There are a few things we can be confident about, but this is one of them: Movement of any kind, whichever feels best for your body, is essential for living a longer, healthier life. This subject has been the subject of numerous studies. Recently, a study published in the journal Proceedings of the National Academy of Sciences discovered that people have adapted to stay constantly active in their later years and that maintaining physical exercise has aided humans in evolving to live longer better lifestyles.
“The proximate mechanisms by which physical activity (PA) slows senescence and decreases morbidity and mortality have been extensively documented. However, we lack an ultimate, evolutionary explanation for why lifelong PA, particularly during middle and older age, promotes health. As the growing worldwide epidemic of physical inactivity accelerates the prevalence of noncommunicable diseases among aging populations, integrating evolutionary and biomedical perspectives can foster new insights into how and why lifelong PA helps preserve health and extend lifespans,” reads the study.

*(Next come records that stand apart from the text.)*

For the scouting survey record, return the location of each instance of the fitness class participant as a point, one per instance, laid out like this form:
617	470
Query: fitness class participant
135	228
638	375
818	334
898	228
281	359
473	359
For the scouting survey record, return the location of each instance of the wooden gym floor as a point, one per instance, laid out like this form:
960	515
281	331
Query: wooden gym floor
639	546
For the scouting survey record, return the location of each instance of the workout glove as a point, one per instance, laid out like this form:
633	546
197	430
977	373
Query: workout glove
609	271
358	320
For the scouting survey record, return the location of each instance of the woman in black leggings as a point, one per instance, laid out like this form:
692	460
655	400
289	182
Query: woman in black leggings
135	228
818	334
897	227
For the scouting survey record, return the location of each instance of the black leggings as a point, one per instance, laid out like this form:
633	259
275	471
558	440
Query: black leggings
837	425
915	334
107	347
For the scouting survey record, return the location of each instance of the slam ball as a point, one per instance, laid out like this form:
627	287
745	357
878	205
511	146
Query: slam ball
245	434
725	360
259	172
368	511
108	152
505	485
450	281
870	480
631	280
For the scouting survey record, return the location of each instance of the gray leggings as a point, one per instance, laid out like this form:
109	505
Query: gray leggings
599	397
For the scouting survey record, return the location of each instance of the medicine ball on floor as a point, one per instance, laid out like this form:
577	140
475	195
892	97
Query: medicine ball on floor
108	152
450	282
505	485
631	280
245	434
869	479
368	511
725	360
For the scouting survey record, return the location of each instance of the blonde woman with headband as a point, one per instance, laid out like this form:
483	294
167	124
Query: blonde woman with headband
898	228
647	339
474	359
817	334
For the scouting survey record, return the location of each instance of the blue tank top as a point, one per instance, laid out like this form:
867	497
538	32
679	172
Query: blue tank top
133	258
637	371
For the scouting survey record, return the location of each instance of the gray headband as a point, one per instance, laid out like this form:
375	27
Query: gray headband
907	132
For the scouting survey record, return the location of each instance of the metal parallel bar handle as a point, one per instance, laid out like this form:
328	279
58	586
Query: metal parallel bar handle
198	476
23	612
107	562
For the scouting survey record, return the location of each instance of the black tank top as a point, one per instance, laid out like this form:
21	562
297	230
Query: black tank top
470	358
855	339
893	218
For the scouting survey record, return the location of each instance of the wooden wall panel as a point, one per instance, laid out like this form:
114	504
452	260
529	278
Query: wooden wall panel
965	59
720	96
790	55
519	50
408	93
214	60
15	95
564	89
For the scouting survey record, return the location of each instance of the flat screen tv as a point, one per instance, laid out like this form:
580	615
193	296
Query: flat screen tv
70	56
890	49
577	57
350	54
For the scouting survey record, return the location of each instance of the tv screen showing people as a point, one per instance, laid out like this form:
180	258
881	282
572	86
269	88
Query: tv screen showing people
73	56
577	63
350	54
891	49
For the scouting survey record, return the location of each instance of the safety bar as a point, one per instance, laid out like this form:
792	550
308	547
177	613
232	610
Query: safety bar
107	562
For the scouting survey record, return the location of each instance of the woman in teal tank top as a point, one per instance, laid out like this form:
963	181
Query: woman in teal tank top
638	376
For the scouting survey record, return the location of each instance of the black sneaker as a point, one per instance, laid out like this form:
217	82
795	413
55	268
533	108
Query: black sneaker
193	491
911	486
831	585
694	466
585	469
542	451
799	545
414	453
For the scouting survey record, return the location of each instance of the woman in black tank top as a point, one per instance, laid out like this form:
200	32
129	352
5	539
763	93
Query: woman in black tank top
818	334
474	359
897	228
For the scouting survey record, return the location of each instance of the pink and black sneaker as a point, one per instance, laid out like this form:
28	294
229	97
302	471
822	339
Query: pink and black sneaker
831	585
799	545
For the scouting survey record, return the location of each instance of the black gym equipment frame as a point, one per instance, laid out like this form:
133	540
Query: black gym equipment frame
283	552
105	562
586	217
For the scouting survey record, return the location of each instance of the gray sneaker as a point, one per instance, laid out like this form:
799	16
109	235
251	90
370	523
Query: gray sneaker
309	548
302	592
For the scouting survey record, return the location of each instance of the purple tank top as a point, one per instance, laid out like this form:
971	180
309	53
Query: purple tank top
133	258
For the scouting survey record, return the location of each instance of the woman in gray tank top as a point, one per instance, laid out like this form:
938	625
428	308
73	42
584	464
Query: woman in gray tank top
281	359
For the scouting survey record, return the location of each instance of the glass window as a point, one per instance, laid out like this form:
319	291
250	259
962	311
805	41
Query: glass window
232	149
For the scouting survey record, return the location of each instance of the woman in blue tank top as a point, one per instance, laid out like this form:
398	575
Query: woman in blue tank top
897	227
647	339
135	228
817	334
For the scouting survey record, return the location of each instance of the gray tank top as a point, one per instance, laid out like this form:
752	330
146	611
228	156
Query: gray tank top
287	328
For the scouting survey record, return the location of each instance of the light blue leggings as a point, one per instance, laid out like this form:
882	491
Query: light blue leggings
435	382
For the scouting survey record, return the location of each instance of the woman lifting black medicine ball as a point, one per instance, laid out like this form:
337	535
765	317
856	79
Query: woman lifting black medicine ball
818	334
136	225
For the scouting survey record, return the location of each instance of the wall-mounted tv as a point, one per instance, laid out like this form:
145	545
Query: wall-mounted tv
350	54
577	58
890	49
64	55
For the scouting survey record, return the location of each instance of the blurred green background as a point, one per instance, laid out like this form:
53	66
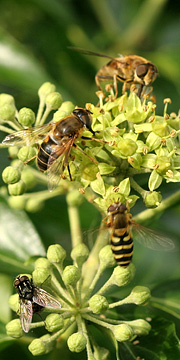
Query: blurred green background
34	40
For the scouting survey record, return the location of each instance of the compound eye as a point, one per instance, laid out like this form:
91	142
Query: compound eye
142	70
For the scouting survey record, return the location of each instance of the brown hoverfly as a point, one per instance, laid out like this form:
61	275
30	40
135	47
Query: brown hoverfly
32	299
57	140
122	231
129	69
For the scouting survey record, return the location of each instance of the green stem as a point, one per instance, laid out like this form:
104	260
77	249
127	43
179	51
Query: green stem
151	213
74	225
138	188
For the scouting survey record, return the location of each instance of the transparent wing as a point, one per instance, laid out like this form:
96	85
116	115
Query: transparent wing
56	167
43	298
25	314
28	136
151	239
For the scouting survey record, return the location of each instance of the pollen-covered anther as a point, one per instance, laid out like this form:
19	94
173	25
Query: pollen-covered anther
173	133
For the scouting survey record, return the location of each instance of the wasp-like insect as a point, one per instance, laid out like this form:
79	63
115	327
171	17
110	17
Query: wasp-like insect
129	69
57	140
32	299
122	229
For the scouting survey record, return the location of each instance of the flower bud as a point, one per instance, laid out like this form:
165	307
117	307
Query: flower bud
45	90
80	254
54	100
160	126
7	112
14	329
98	304
153	199
6	99
67	106
71	275
33	205
74	198
41	275
29	178
140	295
17	189
127	147
106	257
13	302
56	254
26	153
122	332
11	175
54	322
140	327
26	117
76	342
43	263
122	276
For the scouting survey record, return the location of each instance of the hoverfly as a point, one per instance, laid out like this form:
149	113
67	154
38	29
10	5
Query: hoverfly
122	229
129	69
32	299
57	140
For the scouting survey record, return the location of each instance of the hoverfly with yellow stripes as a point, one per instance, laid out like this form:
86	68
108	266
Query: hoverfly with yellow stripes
123	228
129	69
32	299
56	142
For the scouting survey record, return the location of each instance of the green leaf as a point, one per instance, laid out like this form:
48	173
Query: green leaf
155	180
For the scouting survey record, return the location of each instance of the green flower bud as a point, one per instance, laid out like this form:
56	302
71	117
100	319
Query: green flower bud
11	175
140	327
43	263
17	189
54	100
7	112
80	254
106	257
122	332
76	342
98	304
140	295
16	202
67	106
153	199
127	147
29	178
163	164
26	153
56	254
121	276
45	90
14	329
54	322
13	302
74	198
6	99
71	275
37	347
41	275
13	151
26	117
160	126
33	205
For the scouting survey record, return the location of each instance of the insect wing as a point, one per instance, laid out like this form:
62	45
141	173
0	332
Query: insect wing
151	239
28	136
43	298
25	314
56	167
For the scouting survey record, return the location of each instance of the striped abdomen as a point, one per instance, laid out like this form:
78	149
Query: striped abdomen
46	150
122	246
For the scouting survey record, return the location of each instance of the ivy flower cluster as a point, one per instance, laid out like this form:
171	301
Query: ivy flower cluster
83	301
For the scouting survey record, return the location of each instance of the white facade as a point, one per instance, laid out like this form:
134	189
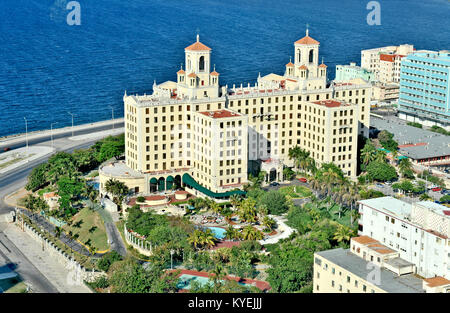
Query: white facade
419	232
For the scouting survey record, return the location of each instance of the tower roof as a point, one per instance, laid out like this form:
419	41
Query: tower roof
307	40
198	46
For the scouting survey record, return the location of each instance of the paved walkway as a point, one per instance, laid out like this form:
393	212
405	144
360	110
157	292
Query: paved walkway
114	238
49	267
23	156
283	230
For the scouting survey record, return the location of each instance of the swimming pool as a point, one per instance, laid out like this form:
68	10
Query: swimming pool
218	232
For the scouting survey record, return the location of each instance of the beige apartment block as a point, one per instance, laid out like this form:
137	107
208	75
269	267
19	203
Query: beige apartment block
370	267
172	133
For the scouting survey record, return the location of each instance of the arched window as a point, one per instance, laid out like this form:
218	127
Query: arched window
201	64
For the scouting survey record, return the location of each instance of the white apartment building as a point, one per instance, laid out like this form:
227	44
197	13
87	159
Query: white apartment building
385	62
419	232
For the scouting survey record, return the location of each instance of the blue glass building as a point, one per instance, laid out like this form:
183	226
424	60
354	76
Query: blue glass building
425	88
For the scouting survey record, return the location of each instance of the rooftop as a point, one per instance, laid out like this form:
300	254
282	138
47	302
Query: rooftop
220	113
389	281
415	143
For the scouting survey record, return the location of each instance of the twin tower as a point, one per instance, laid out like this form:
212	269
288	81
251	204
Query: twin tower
197	80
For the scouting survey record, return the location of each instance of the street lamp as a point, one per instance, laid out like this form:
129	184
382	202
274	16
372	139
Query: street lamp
72	121
51	131
112	114
26	132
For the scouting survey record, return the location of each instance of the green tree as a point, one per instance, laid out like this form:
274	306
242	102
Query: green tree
275	201
381	171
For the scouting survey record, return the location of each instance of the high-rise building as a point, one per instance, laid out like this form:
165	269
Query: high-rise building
208	137
419	232
425	88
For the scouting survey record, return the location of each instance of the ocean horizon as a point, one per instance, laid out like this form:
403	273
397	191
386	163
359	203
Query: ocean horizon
48	68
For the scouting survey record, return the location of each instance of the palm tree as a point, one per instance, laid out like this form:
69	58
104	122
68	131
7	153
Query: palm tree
405	166
343	234
195	238
251	233
368	153
235	200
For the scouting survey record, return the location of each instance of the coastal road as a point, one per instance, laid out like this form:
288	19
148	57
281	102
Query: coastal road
12	181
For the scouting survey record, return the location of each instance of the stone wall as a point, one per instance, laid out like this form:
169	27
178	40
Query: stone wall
62	257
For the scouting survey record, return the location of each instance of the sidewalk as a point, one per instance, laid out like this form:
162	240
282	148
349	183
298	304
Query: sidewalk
99	135
18	157
50	268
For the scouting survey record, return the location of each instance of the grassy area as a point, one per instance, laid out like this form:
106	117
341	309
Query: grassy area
90	228
45	190
295	191
13	285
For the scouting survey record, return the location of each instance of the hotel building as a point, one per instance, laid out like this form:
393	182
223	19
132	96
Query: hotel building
425	88
370	267
419	232
194	132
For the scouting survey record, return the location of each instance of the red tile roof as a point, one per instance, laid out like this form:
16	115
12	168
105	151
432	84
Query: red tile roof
198	46
307	41
220	114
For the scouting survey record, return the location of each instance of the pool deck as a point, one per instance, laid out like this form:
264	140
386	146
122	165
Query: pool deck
262	285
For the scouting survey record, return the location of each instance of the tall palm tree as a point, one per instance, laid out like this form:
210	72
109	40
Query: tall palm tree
343	234
235	200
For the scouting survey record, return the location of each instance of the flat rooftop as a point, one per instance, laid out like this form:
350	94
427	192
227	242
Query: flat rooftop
119	169
389	281
415	143
331	103
389	205
220	113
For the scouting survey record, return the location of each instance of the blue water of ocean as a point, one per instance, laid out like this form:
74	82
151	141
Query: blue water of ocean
48	68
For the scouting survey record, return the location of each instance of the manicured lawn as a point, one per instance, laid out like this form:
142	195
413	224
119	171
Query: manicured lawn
295	191
89	219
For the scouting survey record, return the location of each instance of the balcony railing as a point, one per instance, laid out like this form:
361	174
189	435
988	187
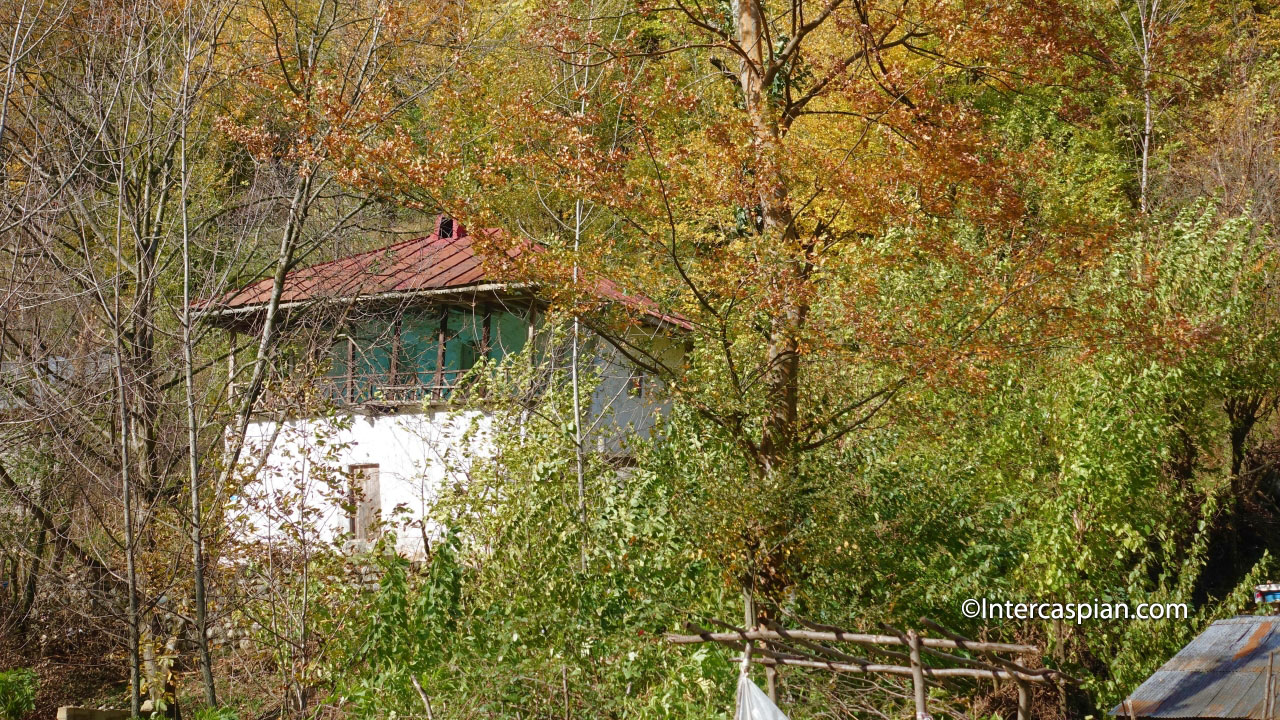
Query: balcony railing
369	390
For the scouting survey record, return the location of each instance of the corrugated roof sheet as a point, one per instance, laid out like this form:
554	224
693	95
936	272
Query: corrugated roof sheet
417	264
421	264
1223	673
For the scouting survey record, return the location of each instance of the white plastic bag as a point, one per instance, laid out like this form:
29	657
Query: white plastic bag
753	703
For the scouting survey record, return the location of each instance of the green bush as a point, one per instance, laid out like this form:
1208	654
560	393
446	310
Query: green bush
215	714
17	692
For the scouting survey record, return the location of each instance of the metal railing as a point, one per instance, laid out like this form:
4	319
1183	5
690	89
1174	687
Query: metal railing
368	390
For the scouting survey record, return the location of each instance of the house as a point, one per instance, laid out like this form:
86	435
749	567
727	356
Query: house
1230	670
396	333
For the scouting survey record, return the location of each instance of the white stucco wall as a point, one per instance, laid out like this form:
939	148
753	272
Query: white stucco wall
304	463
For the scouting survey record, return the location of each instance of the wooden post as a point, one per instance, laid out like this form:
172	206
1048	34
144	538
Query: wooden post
1269	702
922	712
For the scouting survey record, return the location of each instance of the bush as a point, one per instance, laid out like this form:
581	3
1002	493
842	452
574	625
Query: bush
17	692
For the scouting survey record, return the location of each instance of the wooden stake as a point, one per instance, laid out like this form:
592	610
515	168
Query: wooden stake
918	677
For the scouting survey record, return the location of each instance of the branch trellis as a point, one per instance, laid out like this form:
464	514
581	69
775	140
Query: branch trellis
772	646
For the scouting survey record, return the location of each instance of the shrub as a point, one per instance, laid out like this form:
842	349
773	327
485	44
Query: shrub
17	692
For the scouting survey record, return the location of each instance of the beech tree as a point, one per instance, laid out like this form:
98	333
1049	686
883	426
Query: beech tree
823	190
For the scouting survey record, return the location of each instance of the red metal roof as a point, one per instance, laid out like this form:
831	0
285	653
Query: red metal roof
424	264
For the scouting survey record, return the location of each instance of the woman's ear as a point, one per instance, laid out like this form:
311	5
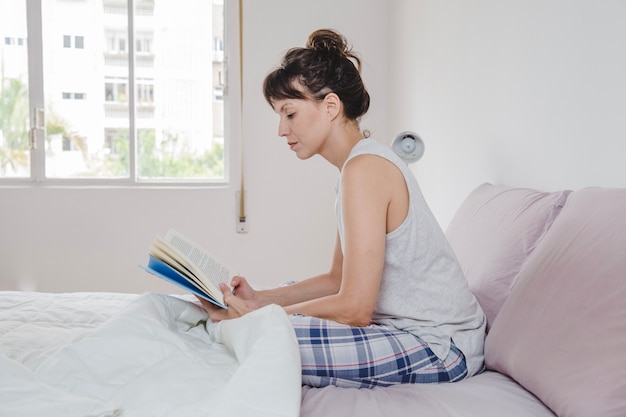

So, what does that really suggest for all of us who are getting older and want to integrate more activity into our lives? Find an activity that you enjoy doing and stick to it. The CDC advises that seniors exercise for 150 minutes per week, or 30 minutes per day. To check this option, consider walking, biking, running, or even swimming laps in the pool—really, whatever feels good to you and provides you joy. Strength training should be done two or more times per week to maintain muscular mass. Stretching and doing yoga on a regular basis can also help with stiffness, which makes mobility more difficult as you get older.
Consult your doctor to ensure that the type and intensity of your exercise are acceptable for your medical and wellness needs. And if consistent physical activity isn’t already a component of your everyday routine, there’s no better time than now to get started.